Springen Sie unter diesen Links direkt zum Interview vor. 

TEIL 1: HAYA MOLCHO UND DIE LEVANTE-KÜCHE – EIN EIGENES LEBENSGEFÜHL 

TEIL 2: KOCHKURSE UND KOCHBÜCHER – ABER BITTE KEINE STERNEKÜCHE

TEIL 3: HAYA MOLCHO UND IHRE KOOPERATION MIT DEM GERÄTEHERSTELLER NEFF 

Familienbande: Haya Molcho und ihre vier Söhne Nuriel, Elior, Nadiv und Ilan. Die Namen bilden das mittlerweile berühmte Kürzel NENI. (Foto: NENI/ 25hours Hotel)
Familienbande: Haya Molcho und ihre vier Söhne Nuriel, Elior, Nadiv und Ilan. Die Namen bilden das mittlerweile berühmte Kürzel NENI. (Foto: NENI/ 25hours Hotel)

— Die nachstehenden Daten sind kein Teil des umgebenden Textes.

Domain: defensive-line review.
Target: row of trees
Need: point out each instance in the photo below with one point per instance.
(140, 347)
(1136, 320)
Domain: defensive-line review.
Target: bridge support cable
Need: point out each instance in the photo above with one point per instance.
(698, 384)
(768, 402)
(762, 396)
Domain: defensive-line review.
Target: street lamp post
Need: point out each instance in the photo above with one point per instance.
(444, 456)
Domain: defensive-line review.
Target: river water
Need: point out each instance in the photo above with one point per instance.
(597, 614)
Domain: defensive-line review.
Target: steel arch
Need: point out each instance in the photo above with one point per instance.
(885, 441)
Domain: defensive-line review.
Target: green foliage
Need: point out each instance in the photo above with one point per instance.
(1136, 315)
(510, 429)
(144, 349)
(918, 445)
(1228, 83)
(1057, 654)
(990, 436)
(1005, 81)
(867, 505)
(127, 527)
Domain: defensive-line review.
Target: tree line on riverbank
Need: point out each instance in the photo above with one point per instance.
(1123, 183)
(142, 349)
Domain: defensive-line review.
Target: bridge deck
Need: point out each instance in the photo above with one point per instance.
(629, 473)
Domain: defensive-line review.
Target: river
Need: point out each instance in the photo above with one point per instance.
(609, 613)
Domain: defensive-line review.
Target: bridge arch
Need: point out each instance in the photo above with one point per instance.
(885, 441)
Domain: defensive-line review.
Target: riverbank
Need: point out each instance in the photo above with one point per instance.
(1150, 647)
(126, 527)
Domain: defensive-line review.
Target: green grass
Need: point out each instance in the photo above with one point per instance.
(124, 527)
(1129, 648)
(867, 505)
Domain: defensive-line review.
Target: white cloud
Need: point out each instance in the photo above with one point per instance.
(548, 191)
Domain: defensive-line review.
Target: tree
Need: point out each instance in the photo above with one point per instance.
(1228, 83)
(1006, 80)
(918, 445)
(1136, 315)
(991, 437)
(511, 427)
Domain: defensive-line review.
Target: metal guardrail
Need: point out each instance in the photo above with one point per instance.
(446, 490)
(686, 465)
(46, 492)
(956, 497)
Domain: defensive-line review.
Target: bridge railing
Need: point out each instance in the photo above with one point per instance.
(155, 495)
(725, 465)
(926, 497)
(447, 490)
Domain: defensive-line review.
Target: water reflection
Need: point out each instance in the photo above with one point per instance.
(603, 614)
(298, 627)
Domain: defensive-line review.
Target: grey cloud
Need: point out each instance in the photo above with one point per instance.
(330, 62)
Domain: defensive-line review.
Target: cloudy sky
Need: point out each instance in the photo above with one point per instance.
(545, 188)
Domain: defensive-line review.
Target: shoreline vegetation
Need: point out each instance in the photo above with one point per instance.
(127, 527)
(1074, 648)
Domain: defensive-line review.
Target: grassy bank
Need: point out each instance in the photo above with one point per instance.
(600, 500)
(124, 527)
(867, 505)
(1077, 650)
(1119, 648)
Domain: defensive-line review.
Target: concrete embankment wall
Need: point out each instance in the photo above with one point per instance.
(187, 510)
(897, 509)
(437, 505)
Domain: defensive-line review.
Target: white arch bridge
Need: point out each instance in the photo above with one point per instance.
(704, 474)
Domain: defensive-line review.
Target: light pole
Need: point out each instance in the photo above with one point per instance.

Haya Molcho und ihr Familienimperium: „Sympathisches Chaos“

Haya Molcho, man darf es so plakativ sagen, macht ihrem Namen alle Ehre. Al-hayat, so leitet sich der Vorname der israelischen Köchin ab, stammt aus dem Arabischen und bedeutet „die Lebendige“.  Wer die Unternehmerin kennenlernt, ahnt nicht nur, warum sie es mit ihrer mitreißenden Art und ihrer kreativen Leidenschaft für Küche und Kochen so weit gebracht hat. Man verspürt auch sofort das Gefühl von Familie, das Haya unablässig und voller Herzlichkeit transportiert. Sie, die selbst in einer israelischen Großfamilie aufgewachsen ist und eine selbige in ihrer Wahlheimat Wien, gemeinsam mit ihrem Mann Samy, aufgezogen hat.  

Als „Balagan“, sympathisches Chaos, bezeichnet Haya die ausgelassene Stimmung bei Tisch, an dem neben ihrem Mann und ihren vier – mittlerweile erwachsenen – Söhnen auch deren Familien und Freunde des Hauses Platz nehmen. Beim Sonntagsbrunch, verrät sie uns im Interview, gehe es kunterbunt zu: „Das Haus ist voll, jeder kocht, jeder hilft, wir essen zusammen, haben schöne Gespräche. Das ist das, was uns ausmacht. Das ist mein Leben.“ 

Siegeszug der „Levante“-Küche in Europa – auch dank der NENI-Lokale 

„Balagan“ ist auch der Titel des ersten Kochbuchs, das Haya Molcho vor nunmehr 10 Jahren veröffentlicht hat und das mit großformatigen Bildern in die Basics der orientalischen Küche eintaucht: Hummus, Falafel, Shakshuka und Mezze traten damals als Botschafter der israelischen Lebenskultur ihren Siegeszug in Europa an. Dass die Gerichte heute wie selbstverständlich Teil der hiesigen Foodszene sind, dürfte auch Haya und ihrem Team zu verdanken sein. Mittlerweile, sagt sie lachend, verkaufe die österreichische Supermarktkette SPAR mehr von ihrem Hummus als vom regional überlieferten Brotaufstrich des „Liptauers“. Die Levante-Küche des Mittelmeers? Schon lange kein Trend mehr, sondern fest als Länderküche verankert, sagt Haya. 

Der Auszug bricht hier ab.